By Donald Heath
Special for the Effingham Herald
GUYTON – If it was a Hollywood movie, South Effingham's assistant football coach Mike Harper would have been carried off the field on his players' shoulders Friday night after an improbable victory.
Remember the Titans?
How about Remember the Mustangs?
But Guyton is a long way from Hollywood. Harper, who was South's first football coach when the school opened in 1996, was thrust into his first head coaching duties since 2000; but he didn't have a plan from yesteryear to prevent Effingham County's 42-7 victory at the Corral.
"It was an honor to coach again," said Harper, 71, and as energetic as ever. "I've been hanging around (the program) for three years and they asked if I would step in. It was just an honor – win, lose or draw."
Harper was asked the step in because SEHS' current head coach Loren Purvis was ejected from the last game – a 52-36 victory over Bradwell Institute on Sept. 8 – when Mustangs safety Ashton Troutman was flagged for targeting. The penalty came with an automatic disqualification from the game and the next game on the schedule.
Purvis argued and was tossed and faced the same consequences.
Before the game, SEHS' student cheering section began a chant, "Free Purvis."
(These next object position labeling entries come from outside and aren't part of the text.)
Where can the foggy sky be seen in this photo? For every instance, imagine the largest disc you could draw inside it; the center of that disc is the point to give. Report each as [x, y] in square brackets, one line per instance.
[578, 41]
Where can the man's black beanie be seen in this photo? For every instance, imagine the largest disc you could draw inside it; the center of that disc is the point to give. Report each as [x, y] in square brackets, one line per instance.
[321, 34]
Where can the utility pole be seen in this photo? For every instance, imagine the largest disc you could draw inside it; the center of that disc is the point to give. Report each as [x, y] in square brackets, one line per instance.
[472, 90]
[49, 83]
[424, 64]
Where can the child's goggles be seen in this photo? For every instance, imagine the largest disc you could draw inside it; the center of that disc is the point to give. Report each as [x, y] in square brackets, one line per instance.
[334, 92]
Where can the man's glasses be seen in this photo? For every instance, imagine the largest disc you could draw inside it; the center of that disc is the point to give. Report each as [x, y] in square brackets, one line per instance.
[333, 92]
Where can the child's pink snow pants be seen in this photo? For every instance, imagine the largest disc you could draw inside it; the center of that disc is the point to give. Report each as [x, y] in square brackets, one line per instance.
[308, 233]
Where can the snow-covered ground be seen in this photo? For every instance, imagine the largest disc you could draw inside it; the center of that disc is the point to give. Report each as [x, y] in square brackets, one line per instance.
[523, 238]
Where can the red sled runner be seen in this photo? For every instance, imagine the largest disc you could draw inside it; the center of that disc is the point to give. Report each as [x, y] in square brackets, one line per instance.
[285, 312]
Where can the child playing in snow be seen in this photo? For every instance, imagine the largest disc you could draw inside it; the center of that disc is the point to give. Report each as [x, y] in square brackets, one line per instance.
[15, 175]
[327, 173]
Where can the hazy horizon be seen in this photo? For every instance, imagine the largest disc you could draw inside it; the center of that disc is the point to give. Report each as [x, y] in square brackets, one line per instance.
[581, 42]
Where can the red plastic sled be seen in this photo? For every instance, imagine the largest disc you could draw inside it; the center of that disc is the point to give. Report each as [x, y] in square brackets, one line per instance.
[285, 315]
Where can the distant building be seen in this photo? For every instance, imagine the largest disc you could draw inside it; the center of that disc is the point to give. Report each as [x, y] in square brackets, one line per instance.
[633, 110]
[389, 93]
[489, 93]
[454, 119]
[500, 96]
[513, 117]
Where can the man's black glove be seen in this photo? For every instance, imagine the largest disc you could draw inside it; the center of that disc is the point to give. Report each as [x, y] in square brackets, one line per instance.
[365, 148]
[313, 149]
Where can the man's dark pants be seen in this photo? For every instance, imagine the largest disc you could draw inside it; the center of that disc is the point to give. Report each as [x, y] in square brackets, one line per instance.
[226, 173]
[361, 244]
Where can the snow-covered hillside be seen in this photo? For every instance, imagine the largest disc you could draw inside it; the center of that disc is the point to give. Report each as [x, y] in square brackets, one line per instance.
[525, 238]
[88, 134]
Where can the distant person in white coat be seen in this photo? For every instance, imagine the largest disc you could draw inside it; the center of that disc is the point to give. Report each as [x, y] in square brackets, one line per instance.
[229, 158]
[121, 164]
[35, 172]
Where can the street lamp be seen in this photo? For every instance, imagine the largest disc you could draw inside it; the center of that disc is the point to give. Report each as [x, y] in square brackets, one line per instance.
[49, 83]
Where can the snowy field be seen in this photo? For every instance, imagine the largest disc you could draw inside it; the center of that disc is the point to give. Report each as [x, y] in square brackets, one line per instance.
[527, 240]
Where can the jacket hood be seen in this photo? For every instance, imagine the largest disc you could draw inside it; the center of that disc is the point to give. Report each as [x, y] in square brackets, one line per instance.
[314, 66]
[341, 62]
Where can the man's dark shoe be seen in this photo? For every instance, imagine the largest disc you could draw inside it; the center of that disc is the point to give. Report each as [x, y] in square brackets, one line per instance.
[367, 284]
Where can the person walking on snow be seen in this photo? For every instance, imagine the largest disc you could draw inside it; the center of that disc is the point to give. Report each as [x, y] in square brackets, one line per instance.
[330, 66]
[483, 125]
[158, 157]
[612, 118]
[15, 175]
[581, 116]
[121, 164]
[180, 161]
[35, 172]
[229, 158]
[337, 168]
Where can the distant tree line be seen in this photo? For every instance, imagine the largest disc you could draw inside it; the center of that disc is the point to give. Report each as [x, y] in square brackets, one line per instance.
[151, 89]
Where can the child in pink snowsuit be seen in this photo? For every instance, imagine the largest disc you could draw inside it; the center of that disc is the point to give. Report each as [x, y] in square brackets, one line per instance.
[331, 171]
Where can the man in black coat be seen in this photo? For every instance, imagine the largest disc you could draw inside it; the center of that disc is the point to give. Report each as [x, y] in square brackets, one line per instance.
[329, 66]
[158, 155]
SEHS principal Dr. Torian White asked Harper to return to South in 2021 when an opening arose in the weight room. Harper, then retired, was glad to lend a hand. He remembered White as a Mustang marching band member.
Harper stayed to help Coach Nathan Clark for two years and then joined Purvis' staff this season.
Clark affectionately called Harper, "Team Grandpa."
"It felt kind of surreal to see (Harper) on the sidelines," Ford said. "My dad was on his staff (as strength coach) at Berkmar in the 1980s (1986-87) so I was always running around the weight room. Harper was telling me, 'I remember you when you were this big (lowering his hand to his waist).' "
Effingham County has dominated the series in recent years with four straight wins. After the game, an SEHS senior needed consoling. He had never beaten the Rebels during his high school career.
Harper put his arm around the player and they walked together to hear the band play the alma mater.
"You know the very first time we played Effingham at home, we beat them," Harper said. "I was just hoping I could make some things work as the coach."